Autry thought Scoochie was too skinny for Syracuse and believed he could be a find for the Flyers. Griffin went to see him play and said he was impressed with his basketball IQ, his ability to shoot and his quickness with the ball.

He called Miller and said: “This is our guy.”

That began an intense recruitment, especially when Scoochie’s profile increased and he was being pursued by the likes of Illinois, Providence, Duquesne, St. Bonaventure and several other mid-major schools in the East.

Griffin laughed: “I called him so much that at one point he said, ‘Coach, listen we’re good. You’re callin’ me more than my girlfriend does. Would you relax.’

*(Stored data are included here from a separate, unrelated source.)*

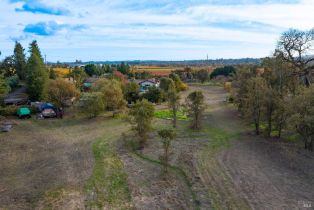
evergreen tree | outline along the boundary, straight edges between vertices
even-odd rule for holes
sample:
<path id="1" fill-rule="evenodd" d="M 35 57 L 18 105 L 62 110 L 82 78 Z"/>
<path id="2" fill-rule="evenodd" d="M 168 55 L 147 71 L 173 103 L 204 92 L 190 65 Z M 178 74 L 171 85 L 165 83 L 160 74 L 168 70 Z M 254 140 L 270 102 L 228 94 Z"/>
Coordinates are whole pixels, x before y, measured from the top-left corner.
<path id="1" fill-rule="evenodd" d="M 47 95 L 48 71 L 36 41 L 30 44 L 30 57 L 26 65 L 27 91 L 31 100 L 43 100 Z"/>
<path id="2" fill-rule="evenodd" d="M 125 64 L 124 62 L 122 62 L 120 65 L 118 65 L 117 69 L 122 74 L 128 74 L 130 66 L 128 64 Z"/>
<path id="3" fill-rule="evenodd" d="M 24 48 L 19 42 L 15 42 L 14 47 L 14 63 L 16 73 L 20 80 L 25 80 L 26 58 Z"/>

“It’s just that I knew what he meant to us at that moment and, well, look how it’s turned out.”

Scoochie and UD were a perfect fit, he said, because Miller was able “to sell him on a vision.”

Griffin said Scoochie had “a chip on his shoulder” after being bypassed by some of the big programs “and I knew that he could co-exist with Coach Miller’s chip. The two of them together — it just worked.”

N.Y. state of mind

Although he’s now spent four seasons at Dayton, Scoochie, who has gained 20 pounds as a Flyer, said he hasn’t become a Midwesterner.

“Oh no, I’m still New York 100 percent,” he laughed.

He said when he and his teammates fly back for a game at Fordham he gets “overly focused … because I know I’m coming home and have to perform for those folks.

“And if I’m just coming back to visit, I get really excited.”

He knows he’ll be seeing his family and might be stopping by one of the parks where he once played. And he’ll be sure to hit the buffet at Jacob’s Soul Food Restaurant on Malcolm X Blvd. in Harlem.

“I get salmon, rice, oxtail, fried chicken, collard greens, mac and cheese, yams. I fill the plate up maybe three pounds worth,” he grinned.

Does he leave room for sweet potato pie?

“Naah, by then my plate is already costing about $22,” he laughed.

What he especially loves about home, he said, is the buzz night and day on the street:

“I just love going outside at any time and feeling like something is going on. That gives me energy. I hate it when I’m someplace and I walk out and there’s nobody on the street. When it’s 10 and everything is closed up.”

Dayton?

He smiled: “It’s different here, but it’s a good for me for a lot of reasons. We’ve had more success than any of the other schools who recruited me. And you can’t beat playing in front of 13,000 people every night.

“There’s my teammates. The education I’m getting. And one day I want to settle back in New York. There’s a big UD alumni base there.

“All of it with Dayton has been good.”

So much so that he even talked about how entertaining it would be for friends he brought here from the Bronx:

“I could take them to a game and let them experience that and then, because they like to have fun, I’d take them down to the Student Ghetto afterward for the party. I think that’s all they’d need to see here. That sounds like a real fun day to me.”

Like he said, it’s all about going with the vibe.

You just have to know how to find it.